Geeignet ist es dafür nur bedingt. Das liegt nicht nur an der Gemütslage der Saarländer, die einmal eines der Zentren der deutschen Industrie waren und denen in den vergangenen Jahrzehnten irgendwie die Luft ausgegangen zu
sein scheint, die mit Überalterung und Abwanderung kämpfen.
Im Saarland sind SPD und CDU so etwas wie Volksparteien. Die Kleinen, die in Berlin tragende Rollen spielen und sogar in der Regierung sitzen, müssen hingegen um den Einzug in den Landtag fürchten. Grüne und FDP kratzen an der Fünf-Prozent-Hürde, die AfD liegt etwas besser. Die Linke könnte rausfliegen, sie liegt in den Umfragen um die 4,5 Prozent.
Linken droht der Absturz
Vor allem der Absturz der Linken markiert eine Zäsur: Schließlich ist Parteigründer Oskar Lafontaine ein Saarländer. Bei der Landtagswahl 2017 landete die Linke noch bei 12,8 Prozent. So gut schlägt sich die Truppe sonst eher in den ostdeutschen Bundesländern.
Im Saarland warf Lafontaine seiner Truppe schon länger Postenschacher vor. In der Woche vor der Wahl trat er ganz aus der Partei aus. In Berlin streitet die Linke zudem über ihre Haltung im Ukraine-Krieg. Aus dem „Ältestenrat“drang am Donnerstag ein Papier an die Öffentlichkeit, in dem der Angriff des russischen Regimes als „Bürgerkrieg“umgedeutet wird. Die Parteispitze ließ die Passage daraufhin umschreiben.
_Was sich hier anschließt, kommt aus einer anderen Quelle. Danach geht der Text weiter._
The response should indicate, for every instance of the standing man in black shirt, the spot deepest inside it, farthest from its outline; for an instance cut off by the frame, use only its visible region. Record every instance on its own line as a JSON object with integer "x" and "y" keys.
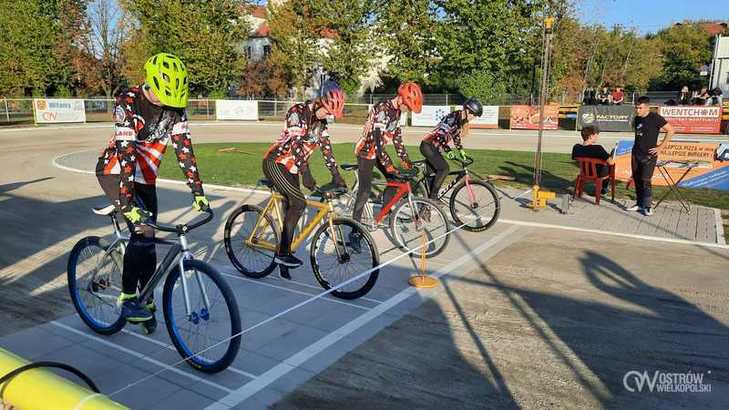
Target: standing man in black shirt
{"x": 646, "y": 149}
{"x": 591, "y": 149}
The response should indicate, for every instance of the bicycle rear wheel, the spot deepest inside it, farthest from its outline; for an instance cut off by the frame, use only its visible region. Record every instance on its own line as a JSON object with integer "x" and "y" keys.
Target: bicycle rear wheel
{"x": 208, "y": 335}
{"x": 251, "y": 254}
{"x": 424, "y": 217}
{"x": 475, "y": 206}
{"x": 334, "y": 260}
{"x": 95, "y": 282}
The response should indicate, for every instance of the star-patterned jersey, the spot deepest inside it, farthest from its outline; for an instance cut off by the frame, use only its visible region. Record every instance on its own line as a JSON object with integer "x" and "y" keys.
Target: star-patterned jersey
{"x": 449, "y": 128}
{"x": 384, "y": 119}
{"x": 302, "y": 134}
{"x": 141, "y": 133}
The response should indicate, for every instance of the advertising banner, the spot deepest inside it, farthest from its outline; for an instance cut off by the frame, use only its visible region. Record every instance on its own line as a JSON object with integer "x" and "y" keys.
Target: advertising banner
{"x": 236, "y": 110}
{"x": 430, "y": 116}
{"x": 526, "y": 117}
{"x": 53, "y": 110}
{"x": 606, "y": 117}
{"x": 709, "y": 163}
{"x": 489, "y": 119}
{"x": 693, "y": 120}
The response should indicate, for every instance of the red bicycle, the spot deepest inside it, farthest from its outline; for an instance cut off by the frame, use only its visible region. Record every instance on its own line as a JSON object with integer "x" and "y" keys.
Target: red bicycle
{"x": 415, "y": 224}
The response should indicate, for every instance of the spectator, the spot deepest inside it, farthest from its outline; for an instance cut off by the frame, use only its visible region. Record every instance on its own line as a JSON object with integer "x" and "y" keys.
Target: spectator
{"x": 603, "y": 97}
{"x": 684, "y": 97}
{"x": 716, "y": 96}
{"x": 646, "y": 149}
{"x": 588, "y": 97}
{"x": 618, "y": 96}
{"x": 590, "y": 149}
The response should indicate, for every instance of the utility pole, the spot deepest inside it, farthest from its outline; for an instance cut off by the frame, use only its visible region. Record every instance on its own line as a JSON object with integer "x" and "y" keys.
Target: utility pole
{"x": 540, "y": 197}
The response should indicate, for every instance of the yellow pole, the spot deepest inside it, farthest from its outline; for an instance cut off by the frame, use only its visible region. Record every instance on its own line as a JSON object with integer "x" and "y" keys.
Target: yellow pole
{"x": 422, "y": 280}
{"x": 39, "y": 389}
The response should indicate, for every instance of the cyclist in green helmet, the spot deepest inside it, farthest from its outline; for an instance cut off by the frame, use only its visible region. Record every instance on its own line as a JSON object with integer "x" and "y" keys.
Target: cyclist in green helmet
{"x": 146, "y": 118}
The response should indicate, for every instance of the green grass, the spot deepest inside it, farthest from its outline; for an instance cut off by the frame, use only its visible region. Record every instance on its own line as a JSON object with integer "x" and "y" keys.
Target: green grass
{"x": 242, "y": 167}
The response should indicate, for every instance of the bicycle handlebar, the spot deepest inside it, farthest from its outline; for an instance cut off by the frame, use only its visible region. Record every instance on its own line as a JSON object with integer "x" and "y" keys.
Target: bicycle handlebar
{"x": 182, "y": 228}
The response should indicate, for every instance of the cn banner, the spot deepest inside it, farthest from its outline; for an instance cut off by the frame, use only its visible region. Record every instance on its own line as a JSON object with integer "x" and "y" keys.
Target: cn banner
{"x": 693, "y": 120}
{"x": 526, "y": 117}
{"x": 606, "y": 117}
{"x": 489, "y": 119}
{"x": 430, "y": 116}
{"x": 236, "y": 110}
{"x": 48, "y": 111}
{"x": 709, "y": 162}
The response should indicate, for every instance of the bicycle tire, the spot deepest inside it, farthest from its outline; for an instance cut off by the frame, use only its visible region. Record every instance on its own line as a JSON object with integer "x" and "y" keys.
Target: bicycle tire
{"x": 460, "y": 220}
{"x": 318, "y": 242}
{"x": 190, "y": 354}
{"x": 243, "y": 267}
{"x": 398, "y": 231}
{"x": 116, "y": 322}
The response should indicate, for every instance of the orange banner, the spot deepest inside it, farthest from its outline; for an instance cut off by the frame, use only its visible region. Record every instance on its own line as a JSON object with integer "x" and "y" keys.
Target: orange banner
{"x": 526, "y": 117}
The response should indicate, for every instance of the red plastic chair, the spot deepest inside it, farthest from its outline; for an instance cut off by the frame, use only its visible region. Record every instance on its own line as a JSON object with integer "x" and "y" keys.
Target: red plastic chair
{"x": 588, "y": 173}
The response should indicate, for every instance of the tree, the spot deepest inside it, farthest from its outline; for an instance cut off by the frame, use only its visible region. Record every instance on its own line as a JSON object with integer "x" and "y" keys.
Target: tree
{"x": 106, "y": 31}
{"x": 206, "y": 35}
{"x": 345, "y": 31}
{"x": 407, "y": 27}
{"x": 37, "y": 52}
{"x": 294, "y": 41}
{"x": 685, "y": 49}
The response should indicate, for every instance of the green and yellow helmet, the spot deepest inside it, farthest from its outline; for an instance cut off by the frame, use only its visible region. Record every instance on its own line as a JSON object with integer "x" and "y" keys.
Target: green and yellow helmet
{"x": 166, "y": 76}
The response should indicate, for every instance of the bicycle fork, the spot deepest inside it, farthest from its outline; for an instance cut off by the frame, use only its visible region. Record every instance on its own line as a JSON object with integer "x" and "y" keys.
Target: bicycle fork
{"x": 205, "y": 311}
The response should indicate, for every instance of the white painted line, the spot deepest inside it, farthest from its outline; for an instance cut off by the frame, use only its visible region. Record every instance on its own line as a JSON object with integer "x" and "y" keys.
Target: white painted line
{"x": 278, "y": 371}
{"x": 171, "y": 347}
{"x": 306, "y": 285}
{"x": 624, "y": 235}
{"x": 719, "y": 227}
{"x": 140, "y": 356}
{"x": 262, "y": 283}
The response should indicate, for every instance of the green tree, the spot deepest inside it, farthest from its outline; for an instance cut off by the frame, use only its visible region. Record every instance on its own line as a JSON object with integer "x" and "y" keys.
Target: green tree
{"x": 294, "y": 41}
{"x": 685, "y": 49}
{"x": 407, "y": 27}
{"x": 206, "y": 35}
{"x": 345, "y": 28}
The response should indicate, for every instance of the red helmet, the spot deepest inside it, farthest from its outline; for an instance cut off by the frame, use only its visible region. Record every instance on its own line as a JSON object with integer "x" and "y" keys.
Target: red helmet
{"x": 332, "y": 98}
{"x": 411, "y": 95}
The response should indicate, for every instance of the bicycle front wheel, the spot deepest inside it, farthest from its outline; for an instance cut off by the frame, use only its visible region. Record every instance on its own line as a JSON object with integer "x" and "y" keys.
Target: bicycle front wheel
{"x": 475, "y": 205}
{"x": 420, "y": 226}
{"x": 250, "y": 240}
{"x": 202, "y": 316}
{"x": 336, "y": 260}
{"x": 95, "y": 282}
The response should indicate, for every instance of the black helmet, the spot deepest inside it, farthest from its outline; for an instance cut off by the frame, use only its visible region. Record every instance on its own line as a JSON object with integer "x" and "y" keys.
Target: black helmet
{"x": 474, "y": 106}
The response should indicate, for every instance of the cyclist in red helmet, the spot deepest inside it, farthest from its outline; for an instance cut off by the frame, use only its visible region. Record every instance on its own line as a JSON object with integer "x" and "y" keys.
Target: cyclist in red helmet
{"x": 288, "y": 157}
{"x": 383, "y": 126}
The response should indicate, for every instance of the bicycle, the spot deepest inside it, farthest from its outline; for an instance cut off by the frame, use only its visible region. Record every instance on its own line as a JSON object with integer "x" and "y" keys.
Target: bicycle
{"x": 195, "y": 322}
{"x": 410, "y": 217}
{"x": 251, "y": 239}
{"x": 468, "y": 199}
Aber auch andere saarländische Kleinparteien zeigen sich zerstritten: Die Grünen schafften, bei der Bundestagswahl im Herbst keine eigene Landesliste aufzustellen, so sehr waren sie in Machtkämpfe verstrickt. Die AfD hat sich so verkracht, dass sie für Sonntag keine Landesliste zustande bekam, sie wird von einem Notvorstand geführt. Die FDP tut sich im Industrieland traditionell schwer.
Wenn die Linke schwächelt, helfe das der SPD – und schade dadurch der CDU. Diese Deutung verbreitete deren frisch gebackener Chef Friedrich Merz am Mittwoch vor Auslandskorrespondenten in Berlin. „Die Wahl im Saarland ist wichtig, es gibt aber regionale Besonderheiten“, sagte er. Wenn am Sonntag ein Debakel kommt, hat die CDU zumindest schon eine Erklärung parat.
Wie es mit mit Tobias Hans weitergeht, dem als Talent gestarteten, ist offen. Er habe keinen „Plan B“, sagte er im Wahlkampf.